* [PATCH] net: dpaa2-eth: fix use-after-free in dpaa2_eth_remove
@ 2021-11-13 17:20 Pavel Skripkin
2021-11-15 8:08 ` Dan Carpenter
0 siblings, 1 reply; 4+ messages in thread
From: Pavel Skripkin @ 2021-11-13 17:20 UTC (permalink / raw)
To: ioana.ciornei, davem, kuba, netdev, linux-kernel
Cc: Pavel Skripkin, stable, Dan Carpenter
Access to netdev after free_netdev() will cause use-after-free bug.
Move debug log before free_netdev() call to avoid it.
Cc: stable@vger.kernel.org # v4.19+
Signed-off-by: Pavel Skripkin <paskripkin@gmail.com>
---
Note about Fixes: tag. The commit introduced it was before this driver
was moved out from staging. I guess, Fixes tag cannot be used here.

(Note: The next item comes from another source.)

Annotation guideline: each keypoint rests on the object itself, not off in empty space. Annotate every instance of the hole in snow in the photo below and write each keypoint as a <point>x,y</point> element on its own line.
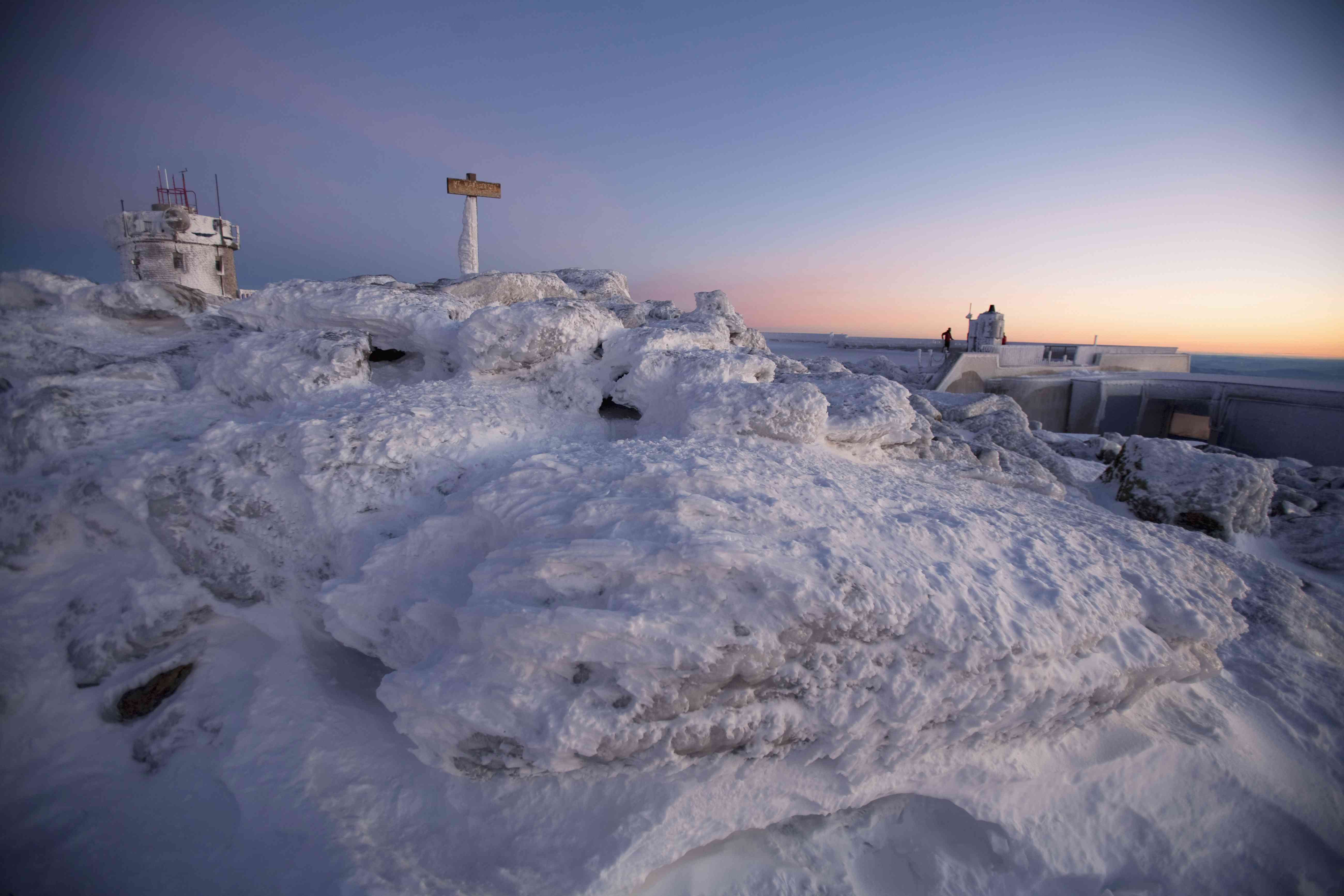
<point>146,699</point>
<point>612,412</point>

Please, let me know if I am wrong.
Cc: Dan Carpenter <dan.carpenter@oracle.com>
@Dan, is there a smatch checker for straigthforward use after free bugs?
Like acessing pointer after free was called? I think, adding
free_netdev() to check list might be good idea
I've skimmed througth smatch source and didn't find one, so can you,
please, point out to it if it exists.
With regards,
Pavel Skripkin
---
drivers/net/ethernet/freescale/dpaa2/dpaa2-eth.c | 4 ++--
1 file changed, 2 insertions(+), 2 deletions(-)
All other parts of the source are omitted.